After we'd paid, the diesel came the next day. As it was being pumped into our jerry cans, Muhammed said, "Don't forget about the agent fee that you must pay me. That will be $90." Forget?! This was the first time we'd heard that he'd be seeking an additional fee. "What, you think I did all that negotiating for free?!"
Particularly because his negotiating had cost us a day and resulted in an inflated the price, we did not reach agreement with Muhammed on his agent fee.
Another yachtie here at the same time as us, had it even worse, and was equally unhappy with the agent. He berthed along-side another boat that was tied to the wall, and was told only after the fact that this would cost him $132 for his short stay. He was also told that he'd have to pay another $132 "fine" unless he could produce a valid insurance policy for his boat, plus an additional $100 for agent fees.
But the dealings with our agent were an exception, and the others that we met during our short stay were genuinely warm.
Just now, we're at sea again. Six hundred miles and about six days to Aden, Yemen.

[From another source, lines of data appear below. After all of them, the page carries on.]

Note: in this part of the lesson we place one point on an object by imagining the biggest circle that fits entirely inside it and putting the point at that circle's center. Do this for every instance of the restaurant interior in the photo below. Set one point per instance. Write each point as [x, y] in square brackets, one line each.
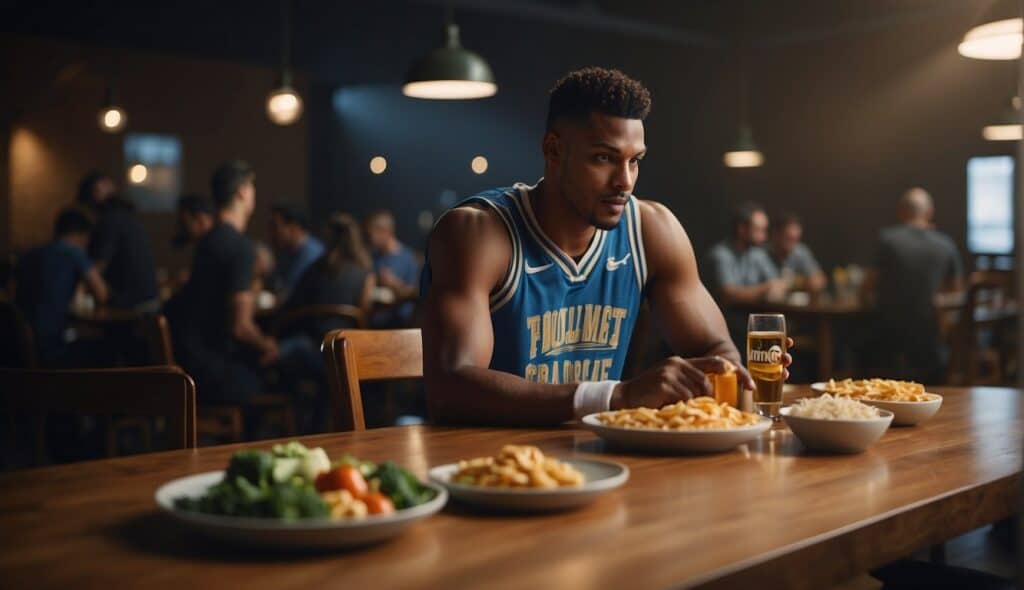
[252, 334]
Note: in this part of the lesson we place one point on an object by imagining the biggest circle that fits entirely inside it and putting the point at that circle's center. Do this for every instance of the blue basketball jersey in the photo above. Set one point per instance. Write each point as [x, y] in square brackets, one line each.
[555, 320]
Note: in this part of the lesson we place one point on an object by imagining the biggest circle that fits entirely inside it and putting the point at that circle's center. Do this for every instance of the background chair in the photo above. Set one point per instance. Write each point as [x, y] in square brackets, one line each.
[154, 391]
[355, 355]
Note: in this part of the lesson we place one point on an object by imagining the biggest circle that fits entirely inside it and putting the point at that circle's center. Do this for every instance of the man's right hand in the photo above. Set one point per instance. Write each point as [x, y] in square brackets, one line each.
[667, 382]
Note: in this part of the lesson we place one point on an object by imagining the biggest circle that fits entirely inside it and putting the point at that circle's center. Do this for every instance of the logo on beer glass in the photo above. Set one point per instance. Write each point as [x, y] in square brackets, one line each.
[772, 355]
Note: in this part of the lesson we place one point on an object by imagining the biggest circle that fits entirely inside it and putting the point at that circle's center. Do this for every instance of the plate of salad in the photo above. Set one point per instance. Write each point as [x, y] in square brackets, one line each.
[292, 496]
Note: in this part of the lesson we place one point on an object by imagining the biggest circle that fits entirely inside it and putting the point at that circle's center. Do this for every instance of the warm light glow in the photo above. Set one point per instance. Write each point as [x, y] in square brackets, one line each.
[284, 106]
[112, 119]
[997, 40]
[1003, 132]
[479, 164]
[744, 159]
[450, 89]
[137, 174]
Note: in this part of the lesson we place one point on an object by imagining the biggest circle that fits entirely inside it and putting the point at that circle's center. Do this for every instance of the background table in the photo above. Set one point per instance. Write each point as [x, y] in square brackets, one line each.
[767, 514]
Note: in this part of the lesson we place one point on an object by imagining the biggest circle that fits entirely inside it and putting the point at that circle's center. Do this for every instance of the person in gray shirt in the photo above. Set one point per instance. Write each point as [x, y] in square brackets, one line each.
[738, 270]
[792, 257]
[913, 263]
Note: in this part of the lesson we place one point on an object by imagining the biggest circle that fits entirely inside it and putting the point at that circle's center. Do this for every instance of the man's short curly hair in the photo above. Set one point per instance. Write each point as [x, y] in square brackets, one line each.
[609, 91]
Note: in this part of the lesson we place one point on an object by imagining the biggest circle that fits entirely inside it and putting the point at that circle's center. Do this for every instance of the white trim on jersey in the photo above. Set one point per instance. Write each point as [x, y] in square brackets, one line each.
[636, 241]
[577, 272]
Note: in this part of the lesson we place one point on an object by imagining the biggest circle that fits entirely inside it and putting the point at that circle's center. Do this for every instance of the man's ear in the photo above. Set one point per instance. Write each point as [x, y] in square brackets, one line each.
[552, 149]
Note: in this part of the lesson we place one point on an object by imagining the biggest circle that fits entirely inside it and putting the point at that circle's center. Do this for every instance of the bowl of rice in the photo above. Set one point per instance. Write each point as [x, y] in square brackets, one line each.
[837, 424]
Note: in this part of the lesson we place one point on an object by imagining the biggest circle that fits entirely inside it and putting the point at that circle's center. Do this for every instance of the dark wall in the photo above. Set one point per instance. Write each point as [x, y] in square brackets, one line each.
[846, 123]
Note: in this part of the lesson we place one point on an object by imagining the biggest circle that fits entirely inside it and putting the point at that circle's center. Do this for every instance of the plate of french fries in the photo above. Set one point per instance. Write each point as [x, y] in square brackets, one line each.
[698, 425]
[522, 477]
[908, 401]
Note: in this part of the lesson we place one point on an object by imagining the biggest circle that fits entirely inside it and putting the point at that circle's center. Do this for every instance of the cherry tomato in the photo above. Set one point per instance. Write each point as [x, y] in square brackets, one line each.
[344, 477]
[378, 503]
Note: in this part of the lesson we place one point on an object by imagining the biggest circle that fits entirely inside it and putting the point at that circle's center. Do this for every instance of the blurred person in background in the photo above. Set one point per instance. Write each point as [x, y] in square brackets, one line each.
[397, 270]
[793, 258]
[120, 246]
[215, 333]
[913, 262]
[738, 270]
[46, 279]
[294, 247]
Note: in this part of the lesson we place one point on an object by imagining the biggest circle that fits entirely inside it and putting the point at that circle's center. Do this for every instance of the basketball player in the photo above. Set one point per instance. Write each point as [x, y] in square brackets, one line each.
[531, 293]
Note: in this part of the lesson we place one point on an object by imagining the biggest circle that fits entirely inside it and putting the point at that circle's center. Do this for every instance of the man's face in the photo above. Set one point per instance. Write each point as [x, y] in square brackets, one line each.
[247, 193]
[596, 164]
[787, 237]
[378, 235]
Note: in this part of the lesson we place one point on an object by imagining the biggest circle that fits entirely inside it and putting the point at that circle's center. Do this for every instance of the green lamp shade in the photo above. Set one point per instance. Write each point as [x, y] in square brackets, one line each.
[451, 73]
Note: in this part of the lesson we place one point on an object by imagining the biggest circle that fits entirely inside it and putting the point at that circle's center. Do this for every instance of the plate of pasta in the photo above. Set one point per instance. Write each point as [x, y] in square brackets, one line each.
[523, 478]
[908, 401]
[699, 425]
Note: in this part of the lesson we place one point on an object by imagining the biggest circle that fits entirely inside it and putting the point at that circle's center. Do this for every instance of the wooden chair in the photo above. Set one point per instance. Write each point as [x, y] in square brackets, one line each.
[347, 313]
[156, 391]
[356, 355]
[221, 421]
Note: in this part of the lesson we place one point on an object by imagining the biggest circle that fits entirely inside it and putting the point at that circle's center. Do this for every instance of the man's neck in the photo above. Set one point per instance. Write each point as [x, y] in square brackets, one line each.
[559, 220]
[235, 217]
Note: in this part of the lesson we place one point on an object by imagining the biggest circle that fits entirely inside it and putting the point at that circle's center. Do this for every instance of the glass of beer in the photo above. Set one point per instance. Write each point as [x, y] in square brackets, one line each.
[765, 348]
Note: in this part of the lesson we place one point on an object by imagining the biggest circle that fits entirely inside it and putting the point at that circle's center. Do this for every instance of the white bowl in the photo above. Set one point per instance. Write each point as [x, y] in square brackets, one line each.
[695, 440]
[601, 477]
[908, 413]
[304, 534]
[838, 435]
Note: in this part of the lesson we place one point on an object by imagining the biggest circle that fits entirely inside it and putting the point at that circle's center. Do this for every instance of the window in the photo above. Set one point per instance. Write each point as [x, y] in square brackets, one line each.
[153, 171]
[990, 205]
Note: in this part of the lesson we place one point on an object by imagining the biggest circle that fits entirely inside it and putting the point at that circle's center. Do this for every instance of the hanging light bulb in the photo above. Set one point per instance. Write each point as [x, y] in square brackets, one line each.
[112, 118]
[1007, 127]
[451, 72]
[744, 153]
[284, 106]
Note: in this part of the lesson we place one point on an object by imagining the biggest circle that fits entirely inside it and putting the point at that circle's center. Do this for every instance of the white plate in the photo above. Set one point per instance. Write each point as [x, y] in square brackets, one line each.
[838, 435]
[601, 477]
[312, 533]
[702, 440]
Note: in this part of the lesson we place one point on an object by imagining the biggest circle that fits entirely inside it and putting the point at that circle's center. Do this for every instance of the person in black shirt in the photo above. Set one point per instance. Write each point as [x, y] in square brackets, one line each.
[45, 282]
[214, 330]
[120, 246]
[913, 263]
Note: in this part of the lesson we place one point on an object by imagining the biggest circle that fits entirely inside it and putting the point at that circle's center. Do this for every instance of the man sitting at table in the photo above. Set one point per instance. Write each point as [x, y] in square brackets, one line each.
[531, 292]
[913, 263]
[739, 270]
[45, 282]
[795, 261]
[214, 328]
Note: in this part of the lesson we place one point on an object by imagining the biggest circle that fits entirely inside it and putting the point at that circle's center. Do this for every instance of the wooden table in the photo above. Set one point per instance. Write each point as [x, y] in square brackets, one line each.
[768, 514]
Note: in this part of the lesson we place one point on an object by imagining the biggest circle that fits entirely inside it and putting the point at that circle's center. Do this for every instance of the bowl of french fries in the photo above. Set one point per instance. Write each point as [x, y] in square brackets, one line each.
[908, 401]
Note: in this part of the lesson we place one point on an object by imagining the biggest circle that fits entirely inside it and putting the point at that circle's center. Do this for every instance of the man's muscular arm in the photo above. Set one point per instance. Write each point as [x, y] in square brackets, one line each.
[691, 322]
[470, 251]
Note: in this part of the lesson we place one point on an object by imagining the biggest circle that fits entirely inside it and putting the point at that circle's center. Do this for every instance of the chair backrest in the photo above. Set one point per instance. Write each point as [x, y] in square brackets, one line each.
[354, 355]
[350, 314]
[163, 391]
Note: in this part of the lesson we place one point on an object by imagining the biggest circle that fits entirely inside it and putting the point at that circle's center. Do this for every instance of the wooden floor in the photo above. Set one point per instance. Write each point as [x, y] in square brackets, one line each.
[981, 550]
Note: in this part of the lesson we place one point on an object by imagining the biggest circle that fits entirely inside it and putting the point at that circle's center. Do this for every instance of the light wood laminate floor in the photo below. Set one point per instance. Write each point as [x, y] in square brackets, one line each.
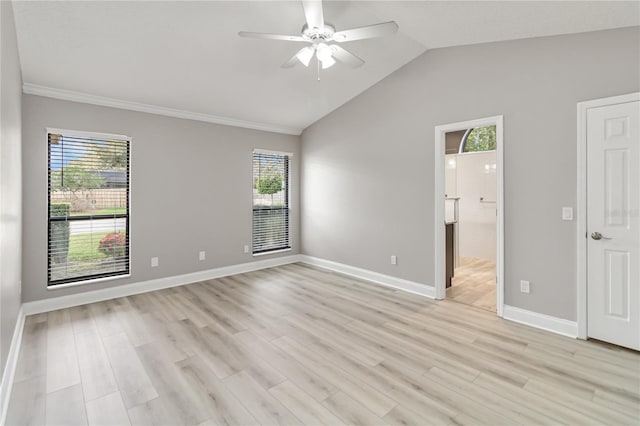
[474, 283]
[300, 345]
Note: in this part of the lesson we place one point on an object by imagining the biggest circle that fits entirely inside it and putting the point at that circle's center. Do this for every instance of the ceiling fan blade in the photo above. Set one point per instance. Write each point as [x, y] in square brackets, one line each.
[270, 36]
[313, 13]
[346, 57]
[371, 31]
[291, 62]
[303, 56]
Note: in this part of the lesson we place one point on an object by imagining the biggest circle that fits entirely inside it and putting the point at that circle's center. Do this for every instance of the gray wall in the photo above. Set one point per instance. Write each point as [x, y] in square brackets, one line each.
[10, 181]
[190, 190]
[367, 172]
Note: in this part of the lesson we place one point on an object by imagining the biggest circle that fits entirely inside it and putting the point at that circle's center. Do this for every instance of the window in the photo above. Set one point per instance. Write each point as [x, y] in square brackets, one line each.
[479, 139]
[88, 207]
[270, 201]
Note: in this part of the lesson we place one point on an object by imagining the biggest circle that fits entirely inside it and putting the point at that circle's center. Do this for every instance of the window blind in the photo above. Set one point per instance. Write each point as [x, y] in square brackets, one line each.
[88, 208]
[270, 202]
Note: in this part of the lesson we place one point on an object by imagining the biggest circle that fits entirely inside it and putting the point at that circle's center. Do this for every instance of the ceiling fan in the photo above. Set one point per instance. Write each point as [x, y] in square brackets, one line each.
[319, 35]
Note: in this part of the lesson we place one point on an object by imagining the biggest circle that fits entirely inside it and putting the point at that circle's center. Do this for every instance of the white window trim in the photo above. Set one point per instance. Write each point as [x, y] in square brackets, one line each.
[97, 135]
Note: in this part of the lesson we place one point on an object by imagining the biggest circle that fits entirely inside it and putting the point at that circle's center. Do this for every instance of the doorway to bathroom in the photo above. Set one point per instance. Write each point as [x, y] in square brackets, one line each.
[469, 213]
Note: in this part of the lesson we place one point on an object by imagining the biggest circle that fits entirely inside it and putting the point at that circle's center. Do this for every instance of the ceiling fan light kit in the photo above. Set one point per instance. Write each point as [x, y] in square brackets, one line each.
[320, 34]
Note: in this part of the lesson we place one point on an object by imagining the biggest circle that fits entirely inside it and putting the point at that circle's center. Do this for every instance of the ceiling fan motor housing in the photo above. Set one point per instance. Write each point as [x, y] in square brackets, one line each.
[318, 35]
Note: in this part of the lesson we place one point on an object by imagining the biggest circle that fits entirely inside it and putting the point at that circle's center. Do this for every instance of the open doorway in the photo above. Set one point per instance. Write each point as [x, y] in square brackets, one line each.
[469, 213]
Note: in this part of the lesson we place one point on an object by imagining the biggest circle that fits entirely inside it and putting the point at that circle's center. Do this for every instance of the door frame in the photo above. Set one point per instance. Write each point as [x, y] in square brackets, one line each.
[439, 146]
[581, 213]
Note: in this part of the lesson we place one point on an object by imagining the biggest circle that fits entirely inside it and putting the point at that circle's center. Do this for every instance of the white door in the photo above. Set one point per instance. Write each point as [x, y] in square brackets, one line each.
[613, 224]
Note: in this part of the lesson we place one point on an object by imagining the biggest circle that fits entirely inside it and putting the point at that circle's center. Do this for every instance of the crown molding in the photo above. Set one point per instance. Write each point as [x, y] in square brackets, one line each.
[69, 95]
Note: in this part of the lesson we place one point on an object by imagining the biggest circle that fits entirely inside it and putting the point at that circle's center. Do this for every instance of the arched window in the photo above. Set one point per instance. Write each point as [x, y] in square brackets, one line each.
[479, 139]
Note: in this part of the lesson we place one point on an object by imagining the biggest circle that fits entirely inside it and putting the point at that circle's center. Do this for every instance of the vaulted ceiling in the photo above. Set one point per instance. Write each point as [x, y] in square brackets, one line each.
[187, 56]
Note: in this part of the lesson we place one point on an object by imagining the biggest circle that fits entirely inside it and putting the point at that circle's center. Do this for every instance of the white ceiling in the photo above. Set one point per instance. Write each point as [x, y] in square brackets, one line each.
[187, 55]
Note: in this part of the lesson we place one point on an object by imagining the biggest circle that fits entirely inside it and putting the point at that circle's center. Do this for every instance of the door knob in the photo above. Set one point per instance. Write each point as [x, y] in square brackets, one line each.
[598, 236]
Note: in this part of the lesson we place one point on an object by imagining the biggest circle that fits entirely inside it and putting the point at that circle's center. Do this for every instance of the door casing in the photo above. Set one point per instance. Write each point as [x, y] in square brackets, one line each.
[581, 213]
[439, 266]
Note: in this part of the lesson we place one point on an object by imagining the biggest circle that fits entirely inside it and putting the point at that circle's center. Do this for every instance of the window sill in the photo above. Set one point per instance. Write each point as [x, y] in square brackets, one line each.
[271, 252]
[94, 281]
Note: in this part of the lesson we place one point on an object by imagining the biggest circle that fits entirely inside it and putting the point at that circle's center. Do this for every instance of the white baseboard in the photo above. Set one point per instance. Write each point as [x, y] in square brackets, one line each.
[375, 277]
[55, 303]
[10, 368]
[541, 321]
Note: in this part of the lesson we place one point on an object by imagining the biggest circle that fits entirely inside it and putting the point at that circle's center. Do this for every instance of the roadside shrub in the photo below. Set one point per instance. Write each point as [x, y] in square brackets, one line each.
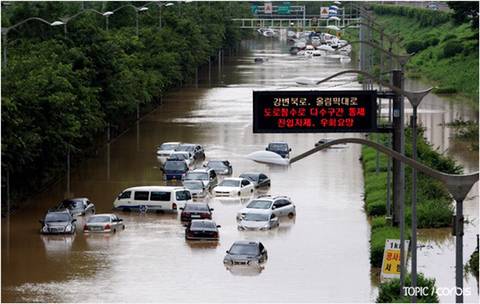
[452, 48]
[449, 37]
[390, 292]
[415, 46]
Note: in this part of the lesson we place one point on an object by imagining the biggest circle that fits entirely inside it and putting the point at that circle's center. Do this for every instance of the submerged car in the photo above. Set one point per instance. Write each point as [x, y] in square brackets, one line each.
[175, 169]
[106, 222]
[278, 205]
[281, 148]
[202, 230]
[77, 206]
[195, 211]
[222, 167]
[196, 187]
[195, 150]
[246, 253]
[233, 187]
[258, 179]
[260, 220]
[165, 149]
[58, 222]
[207, 176]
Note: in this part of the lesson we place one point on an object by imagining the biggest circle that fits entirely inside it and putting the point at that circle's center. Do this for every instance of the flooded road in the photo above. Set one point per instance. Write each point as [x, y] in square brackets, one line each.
[322, 255]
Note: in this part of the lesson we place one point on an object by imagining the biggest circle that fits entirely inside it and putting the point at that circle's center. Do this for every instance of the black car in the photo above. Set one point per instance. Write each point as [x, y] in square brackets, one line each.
[175, 169]
[193, 211]
[194, 149]
[258, 179]
[246, 253]
[222, 167]
[202, 230]
[281, 148]
[77, 206]
[58, 222]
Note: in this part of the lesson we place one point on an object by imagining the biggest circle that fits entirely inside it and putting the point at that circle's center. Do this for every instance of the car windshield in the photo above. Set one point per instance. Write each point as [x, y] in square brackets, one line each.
[98, 219]
[187, 148]
[257, 204]
[197, 175]
[278, 147]
[193, 185]
[230, 183]
[244, 249]
[202, 225]
[216, 165]
[57, 217]
[175, 165]
[256, 217]
[251, 177]
[196, 207]
[168, 146]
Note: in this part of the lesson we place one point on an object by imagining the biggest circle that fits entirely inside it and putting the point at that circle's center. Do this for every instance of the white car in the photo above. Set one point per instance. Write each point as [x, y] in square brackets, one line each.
[234, 186]
[107, 222]
[165, 149]
[182, 155]
[259, 220]
[278, 205]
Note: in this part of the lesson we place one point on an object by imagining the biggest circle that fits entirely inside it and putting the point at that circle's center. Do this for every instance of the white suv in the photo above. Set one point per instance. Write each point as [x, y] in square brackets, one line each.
[279, 205]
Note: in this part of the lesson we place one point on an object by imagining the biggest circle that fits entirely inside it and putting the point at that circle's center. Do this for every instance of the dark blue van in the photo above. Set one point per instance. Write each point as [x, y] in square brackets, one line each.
[175, 169]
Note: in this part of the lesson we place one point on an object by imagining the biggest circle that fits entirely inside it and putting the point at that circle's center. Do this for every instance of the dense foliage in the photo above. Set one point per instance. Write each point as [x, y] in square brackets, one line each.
[60, 91]
[434, 207]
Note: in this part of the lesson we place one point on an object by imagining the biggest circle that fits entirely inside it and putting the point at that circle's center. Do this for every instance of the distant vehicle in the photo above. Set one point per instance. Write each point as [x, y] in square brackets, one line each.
[221, 167]
[196, 187]
[246, 253]
[181, 155]
[258, 179]
[105, 222]
[278, 205]
[175, 169]
[194, 149]
[207, 176]
[58, 222]
[77, 206]
[165, 149]
[195, 211]
[202, 230]
[233, 187]
[281, 148]
[259, 220]
[155, 198]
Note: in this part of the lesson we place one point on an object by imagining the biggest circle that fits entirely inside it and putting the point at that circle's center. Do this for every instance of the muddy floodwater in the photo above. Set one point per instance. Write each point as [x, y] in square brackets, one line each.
[321, 255]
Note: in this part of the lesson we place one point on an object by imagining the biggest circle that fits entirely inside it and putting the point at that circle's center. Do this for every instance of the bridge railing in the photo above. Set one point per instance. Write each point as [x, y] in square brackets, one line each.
[284, 23]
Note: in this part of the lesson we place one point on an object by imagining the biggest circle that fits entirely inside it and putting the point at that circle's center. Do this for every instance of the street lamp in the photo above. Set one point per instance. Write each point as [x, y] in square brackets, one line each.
[5, 31]
[457, 185]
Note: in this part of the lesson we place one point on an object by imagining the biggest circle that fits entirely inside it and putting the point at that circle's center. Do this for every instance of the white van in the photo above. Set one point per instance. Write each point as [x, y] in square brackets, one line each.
[153, 198]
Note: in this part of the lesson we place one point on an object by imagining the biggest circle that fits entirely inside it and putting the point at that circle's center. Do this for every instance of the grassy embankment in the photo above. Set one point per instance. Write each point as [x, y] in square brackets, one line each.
[434, 207]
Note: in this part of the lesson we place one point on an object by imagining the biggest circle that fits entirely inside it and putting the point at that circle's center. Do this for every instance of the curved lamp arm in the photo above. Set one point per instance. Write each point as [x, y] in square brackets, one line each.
[402, 59]
[7, 29]
[414, 97]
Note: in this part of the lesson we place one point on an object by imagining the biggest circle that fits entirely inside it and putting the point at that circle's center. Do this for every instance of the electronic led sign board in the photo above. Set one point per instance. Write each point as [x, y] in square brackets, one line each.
[314, 111]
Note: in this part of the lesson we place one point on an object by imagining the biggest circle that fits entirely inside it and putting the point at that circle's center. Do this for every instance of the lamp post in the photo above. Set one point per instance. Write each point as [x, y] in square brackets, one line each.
[415, 99]
[5, 31]
[457, 185]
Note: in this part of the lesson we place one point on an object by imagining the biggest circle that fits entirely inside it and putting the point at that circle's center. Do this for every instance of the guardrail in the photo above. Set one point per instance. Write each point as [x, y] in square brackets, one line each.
[284, 23]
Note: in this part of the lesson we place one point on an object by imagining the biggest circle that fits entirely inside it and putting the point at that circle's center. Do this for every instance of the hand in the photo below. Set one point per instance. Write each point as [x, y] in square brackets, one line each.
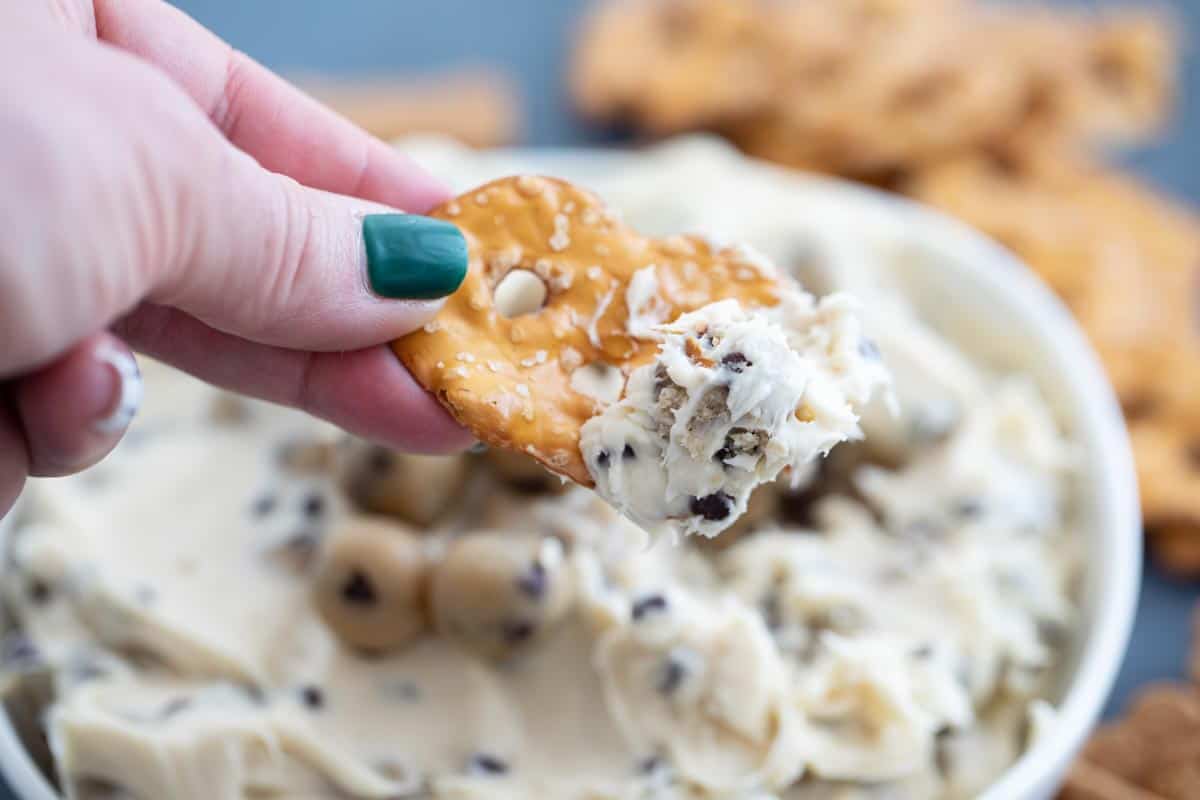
[160, 188]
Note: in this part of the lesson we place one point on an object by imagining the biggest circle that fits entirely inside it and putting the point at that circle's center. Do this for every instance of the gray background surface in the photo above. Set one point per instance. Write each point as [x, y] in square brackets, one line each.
[528, 40]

We'll be motoring against a good current and a weak wind for about half way, and then pick up wind and favorable current at the midway mark, off the Yemeni shore from a city called Al Mukalla.
All is well on board, and Leander is performing happily.
We have started the trip in the company of another sailboat, Felicitas, single-handed by an affable fellow named Edmund Erich Fritz - from Germany, you may be surprised to know.